Contracting officers may still:
- Include evaluation factors for environmental performance in RFQs or RFPs
- Specify statutorily compliant sustainable products at the task order level
- Reference agency-specific green procurement goals in scopes of work
- Use Environmental Product Declarations (EPDs) or Life Cycle Assessments (LCAs) where appropriate
In this way, sustainability remains an active part of the acquisition conversation — even if the non-statutory language is no longer part of the standard MAS solicitation.
Implications for Sustainability-Minded Vendors
For vendors with a strong sustainability profile, the removal of non-statutory language from GSA contracts should be viewed not as a limitation, but as an opportunity to differentiate voluntarily.
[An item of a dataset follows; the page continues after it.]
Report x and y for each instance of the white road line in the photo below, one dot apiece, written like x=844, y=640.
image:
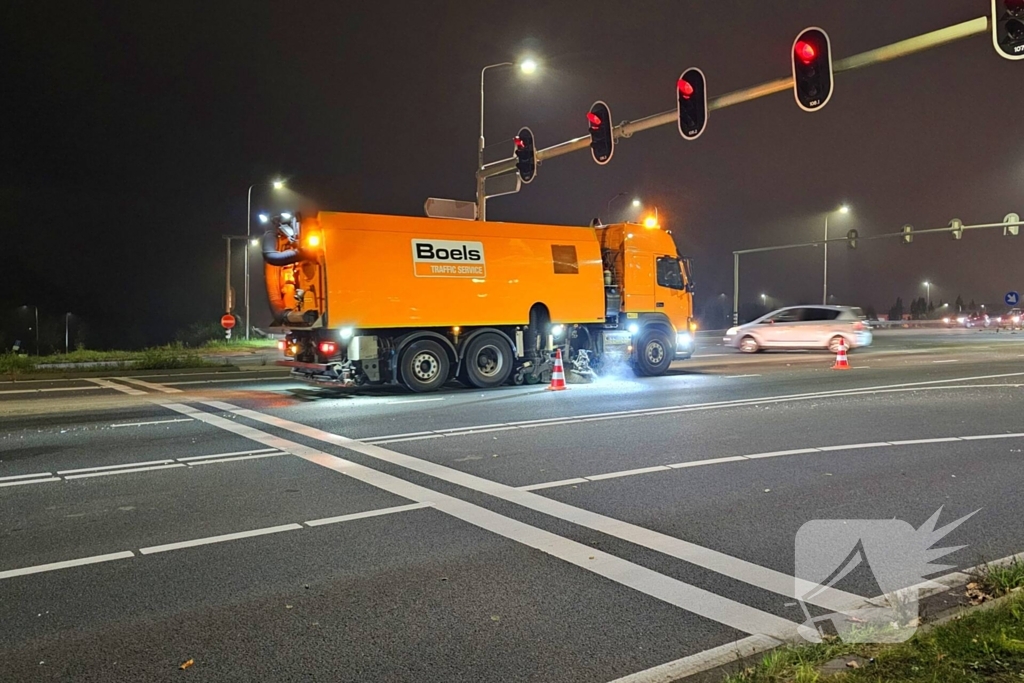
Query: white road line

Some strategies include:
- Highlighting green certifications or initiatives in company capability statements
- Voluntarily offering sustainable alternatives even when not required
- Including sustainability achievements in past performance narratives
- Developing internal environmental policies that can be referenced in proposals
- Using eco-friendly packaging or carbon-neutral delivery services as added value
While such practices may no longer be required at the contract level, they still resonate with buyers — especially those at agencies with ambitious environmental mandates.
Future of Sustainability in Federal Procurement
The removal of non-statutory sustainability requirements does not signal a retreat from environmental goals within federal procurement. On the contrary, GSA and other agencies are actively working to modernize green purchasing frameworks and align procurement policies with climate and equity initiatives, including:
- Executive Order 14057: Catalyzing Clean Energy Industries and Jobs
- The Federal Sustainability Plan
- GSA’s Green Procurement Compilation and Category Management initiatives
Future updates to the MAS program may reintroduce sustainability provisions — but likely in the form of statutorily backed or Executive Order–driven requirements that meet the criteria for inclusion in official solicitation language.
Vendors should remain alert to these shifts and treat sustainability as a strategic differentiator, even in the absence of formal solicitation language.
Conclusion
Non-Statutory Sustainability Requirements once served as a soft policy tool used by GSA to encourage greener purchasing behaviors across the federal marketplace. Though not enforceable by law, they shaped how vendors approached packaging, materials, emissions, and other environmental factors in their offers.
With their removal from the MAS solicitation, the emphasis has shifted back to statutory compliance, bringing clarity and consistency to the procurement process. Still, sustainability remains a critical issue — and one that forward-thinking contractors can continue to champion as part of their value proposition to federal buyers.